Business description:1) Promoting internships in Silicon Valley 2) Operation of information media that disseminates trends from Silicon Valley

Hikaru Tomura created his own company in Silicon Valley when he was 20, in December 2014. The business, which marked the third year this year, has been growing steadily in Silicon Valley, where a lot of companies are constantly being born and dying. He is a young venture company entrepreneur who now leads 20 employees from multiple countries at the age of 23.

Tomura, who grew up with parents running a manufacturing business in Sakai City, Osaka, has seen the difficult circumstances of Japanese companies overwhelmed by the cost competitiveness of Chinese and Southeast Asian companies since he was small. When he started to raise global awareness of the need for Japan to make profits through foreign investment, he met a professor from Stanford University visiting Japan at Osaka Innovation Hub.
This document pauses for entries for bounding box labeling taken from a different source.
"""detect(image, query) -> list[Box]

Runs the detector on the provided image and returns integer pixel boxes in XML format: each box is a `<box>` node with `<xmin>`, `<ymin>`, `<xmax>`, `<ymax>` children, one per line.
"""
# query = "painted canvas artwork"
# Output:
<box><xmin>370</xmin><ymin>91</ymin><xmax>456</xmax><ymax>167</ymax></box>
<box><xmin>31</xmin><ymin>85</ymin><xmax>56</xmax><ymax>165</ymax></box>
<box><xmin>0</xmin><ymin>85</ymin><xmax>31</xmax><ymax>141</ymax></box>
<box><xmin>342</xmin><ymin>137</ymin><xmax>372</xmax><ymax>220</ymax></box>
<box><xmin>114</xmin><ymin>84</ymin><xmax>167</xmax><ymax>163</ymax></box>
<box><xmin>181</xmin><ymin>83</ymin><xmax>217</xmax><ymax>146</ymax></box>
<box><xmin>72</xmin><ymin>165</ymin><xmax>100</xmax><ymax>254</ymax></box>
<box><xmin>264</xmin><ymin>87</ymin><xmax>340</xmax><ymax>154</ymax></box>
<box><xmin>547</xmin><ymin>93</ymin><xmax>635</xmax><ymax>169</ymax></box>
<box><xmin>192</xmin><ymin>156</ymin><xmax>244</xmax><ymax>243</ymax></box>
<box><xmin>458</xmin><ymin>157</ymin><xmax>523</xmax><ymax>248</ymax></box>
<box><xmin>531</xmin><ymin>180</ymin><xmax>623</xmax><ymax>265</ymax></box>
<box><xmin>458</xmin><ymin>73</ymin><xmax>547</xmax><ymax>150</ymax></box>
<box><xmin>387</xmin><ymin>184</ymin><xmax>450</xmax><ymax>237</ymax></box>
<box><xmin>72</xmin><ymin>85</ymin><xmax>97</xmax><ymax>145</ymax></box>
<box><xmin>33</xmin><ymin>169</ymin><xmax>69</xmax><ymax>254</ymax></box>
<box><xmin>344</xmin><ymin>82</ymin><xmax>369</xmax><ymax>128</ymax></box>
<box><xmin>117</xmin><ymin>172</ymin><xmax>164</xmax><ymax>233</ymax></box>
Strongly inspired by the professor’s exciting stories about Silicon Valley, he immediately left for the US after high school graduation.

This action led to a big chance for him, an encounter with President Yamamoto of ChatWork. He learned how to do business from Mr. Yamamoto, while honing on-the-job experience as a researcher. To realize his passion to do business that helps society, he created the matching site Silivalleyship, which connects international students who want to work as interns with companies that can accept them. Two months later, he established the media project HACK JPN, which offers core information to large companies located in Silicon Valley. He focused on two keywords, education and information, which he believes are vital to grow in the global market.

He scarcely does sales activities, and says the number of customers has been increasing every month through word of mouth alone. He gains a large following by disseminating his well-thought-out ideas about what personnel and information companies really want.

It is actually not so easy to earn support from customers and continue to offer successful services, though it sounds like an obvious strategy. Especially, it is imperative to offer high-valued and irreplaceable services when selling qualitative information in Silicon Valley, where things are always drastically changing. To achieve this, he continues to improve information-processing and editing abilities on an organizational level. He learned from President Yamamoto of ChatWork that it is important to create a business system that is not easily imitated.

The venture company entrepreneur, who is 23, hopes he will come back to Japan and create a business that can contribute to Japan in the future. We can’t wait for the day when his challenge in Silicon Valley bears fruit in Japan.